Moreover, no evidence was presented that appellees injured appellant, a licensee,
willfully, wantonly, or through any gross negligence or had any duty to warn or make
safe. Searcy, 607 S.W.2d at 941; Jones v. Gill, No. 02-03-0298-CV, 2005 WL
503182, at *4 (Tex. App.—Fort Worth Mar. 3, 2005, no pet.). Rusty was on
appellees’ property at all relevant times and would have remained inside the house
behind closed doors (i.e., in a secure enclosure) but for appellant opening the door
to appellees’ house without permission. See Searcy, 607 S.W.2d at 942.

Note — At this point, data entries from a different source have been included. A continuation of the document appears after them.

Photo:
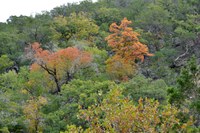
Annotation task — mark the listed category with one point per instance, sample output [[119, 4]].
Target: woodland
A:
[[111, 66]]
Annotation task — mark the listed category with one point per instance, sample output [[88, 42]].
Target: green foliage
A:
[[139, 86], [5, 62], [171, 30], [63, 110], [119, 114], [187, 91]]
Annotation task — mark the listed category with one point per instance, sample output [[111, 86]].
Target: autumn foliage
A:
[[125, 43], [126, 47]]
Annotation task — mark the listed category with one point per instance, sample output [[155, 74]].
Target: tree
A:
[[5, 62], [60, 65], [77, 26], [187, 91], [120, 115], [32, 113], [126, 47]]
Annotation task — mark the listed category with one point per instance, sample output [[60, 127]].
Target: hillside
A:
[[109, 66]]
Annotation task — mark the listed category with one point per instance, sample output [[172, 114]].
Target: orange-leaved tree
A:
[[60, 65], [126, 46]]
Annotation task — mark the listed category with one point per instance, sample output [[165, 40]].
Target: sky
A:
[[28, 7]]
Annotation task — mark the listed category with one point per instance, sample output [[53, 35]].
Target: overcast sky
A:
[[28, 7]]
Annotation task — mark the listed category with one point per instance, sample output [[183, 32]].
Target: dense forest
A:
[[114, 66]]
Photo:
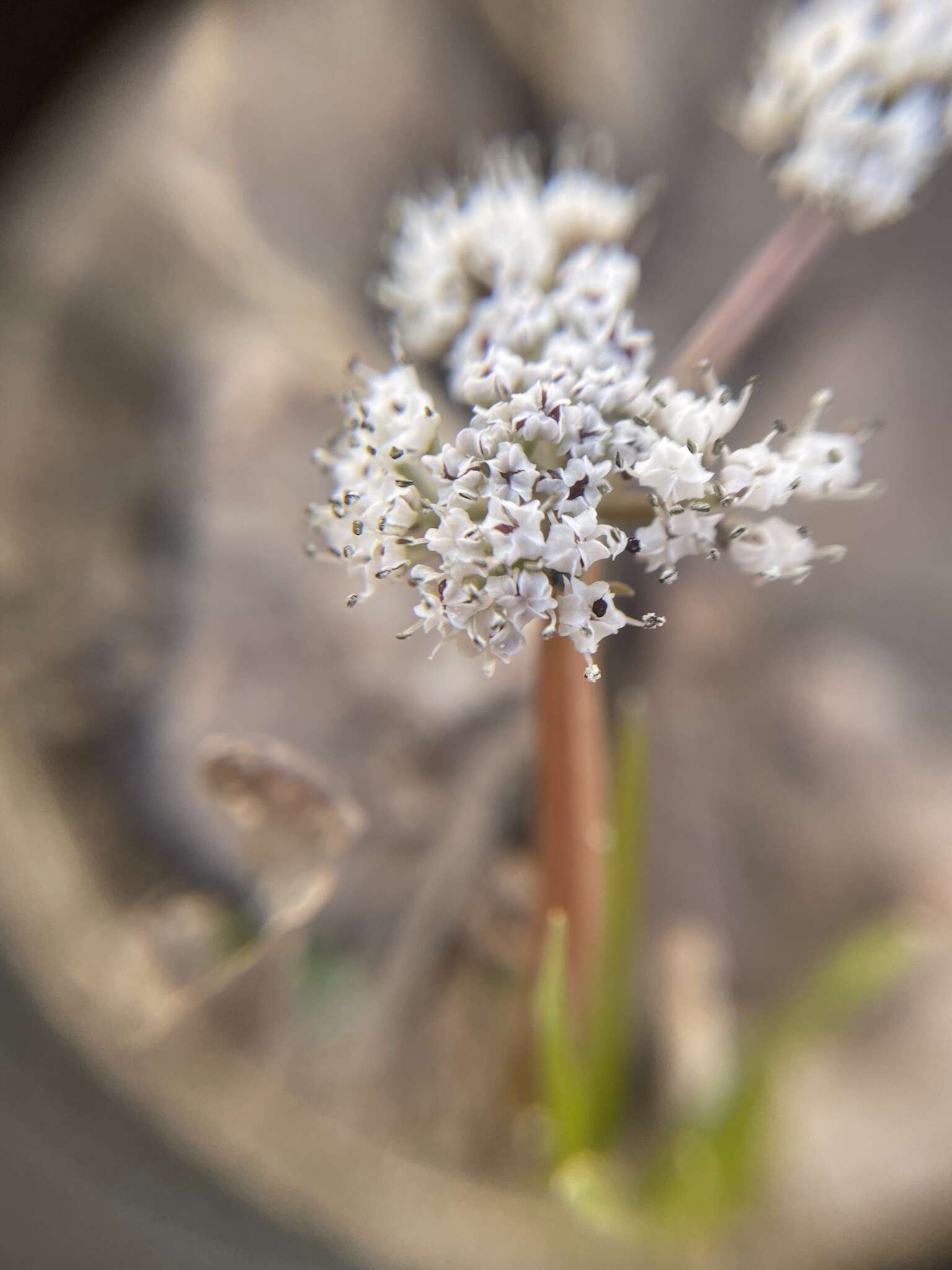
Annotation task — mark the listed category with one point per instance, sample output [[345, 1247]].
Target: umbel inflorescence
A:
[[852, 102], [523, 288]]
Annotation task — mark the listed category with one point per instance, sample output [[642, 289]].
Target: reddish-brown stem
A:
[[571, 714], [756, 294], [571, 799]]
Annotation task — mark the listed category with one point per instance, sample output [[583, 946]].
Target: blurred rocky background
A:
[[186, 255]]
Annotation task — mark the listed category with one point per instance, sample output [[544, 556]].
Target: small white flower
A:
[[523, 597], [575, 543], [663, 544], [514, 531], [587, 614], [673, 471], [824, 463], [457, 540], [851, 100], [775, 549], [758, 477], [512, 477], [580, 206], [576, 487]]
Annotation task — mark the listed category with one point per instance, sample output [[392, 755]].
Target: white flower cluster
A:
[[853, 102], [496, 525]]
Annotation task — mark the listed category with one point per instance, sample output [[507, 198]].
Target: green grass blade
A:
[[610, 1036], [563, 1080]]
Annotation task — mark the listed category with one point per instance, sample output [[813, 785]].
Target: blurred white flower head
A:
[[850, 99], [496, 515]]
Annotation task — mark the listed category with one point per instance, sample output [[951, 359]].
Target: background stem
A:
[[756, 295], [571, 801], [570, 711]]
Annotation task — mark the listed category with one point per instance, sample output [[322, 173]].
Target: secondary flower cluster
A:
[[498, 525], [852, 100]]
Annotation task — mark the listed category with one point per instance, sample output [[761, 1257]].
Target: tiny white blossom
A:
[[664, 543], [775, 549], [512, 475], [758, 477], [514, 531], [673, 471], [851, 102], [824, 463]]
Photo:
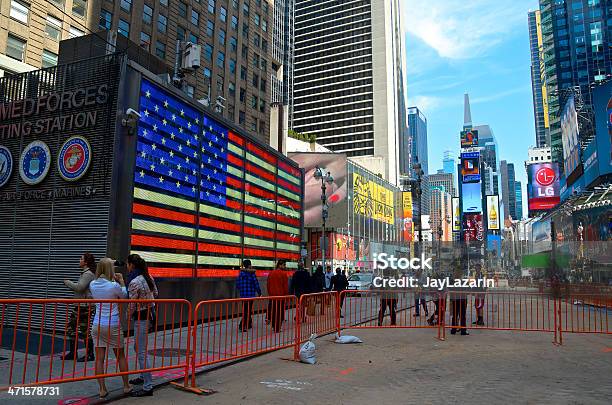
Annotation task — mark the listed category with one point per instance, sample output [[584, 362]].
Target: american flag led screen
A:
[[205, 197]]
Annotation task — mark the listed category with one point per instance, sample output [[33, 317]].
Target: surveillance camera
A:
[[132, 113]]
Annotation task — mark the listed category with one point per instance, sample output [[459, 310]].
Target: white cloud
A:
[[462, 29]]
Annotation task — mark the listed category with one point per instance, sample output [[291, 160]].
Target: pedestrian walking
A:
[[106, 328], [82, 313], [141, 287], [479, 306], [329, 274], [300, 285], [458, 310], [248, 287], [339, 284], [420, 297], [388, 299], [318, 286], [278, 285]]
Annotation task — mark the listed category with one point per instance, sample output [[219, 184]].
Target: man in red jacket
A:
[[278, 285]]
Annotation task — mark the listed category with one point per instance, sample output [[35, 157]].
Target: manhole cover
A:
[[168, 352]]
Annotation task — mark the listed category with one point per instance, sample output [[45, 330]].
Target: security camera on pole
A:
[[326, 178]]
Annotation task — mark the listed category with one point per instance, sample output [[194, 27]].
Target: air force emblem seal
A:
[[6, 165], [34, 163], [74, 158]]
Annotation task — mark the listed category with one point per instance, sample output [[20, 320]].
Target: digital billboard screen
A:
[[336, 191], [469, 138], [456, 215], [470, 167], [569, 136], [205, 197], [471, 197], [472, 227], [543, 186], [493, 212]]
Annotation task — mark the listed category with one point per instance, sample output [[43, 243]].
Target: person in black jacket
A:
[[339, 283], [300, 285], [317, 285]]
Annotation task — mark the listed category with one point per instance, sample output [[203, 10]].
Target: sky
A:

      For the preceding reasons, we conclude that the summary-judgment evidence
did not raise a fact issue as to either (1) the essential element of proximate cause for
all claims except the strict-liability claim, or (2) for the strict-liability claim, the
essential element that the appellees knew or had reason to know that Rusty had
dangerous propensities. See Dunnings, 881 S.W.2d at 561. As such, the trial court
properly granted the no-evidence summary judgment on all of appellant’s claims.
Accordingly, we overrule appellant’s issues.

                                  IV.    Conclusion
      Having overruled appellant’s issues, we affirm the judgment of the trial court.



                                        /s/    John Donovan
                                               Justice

Panel consists of Chief Justice Frost and Justices Donovan and Wise.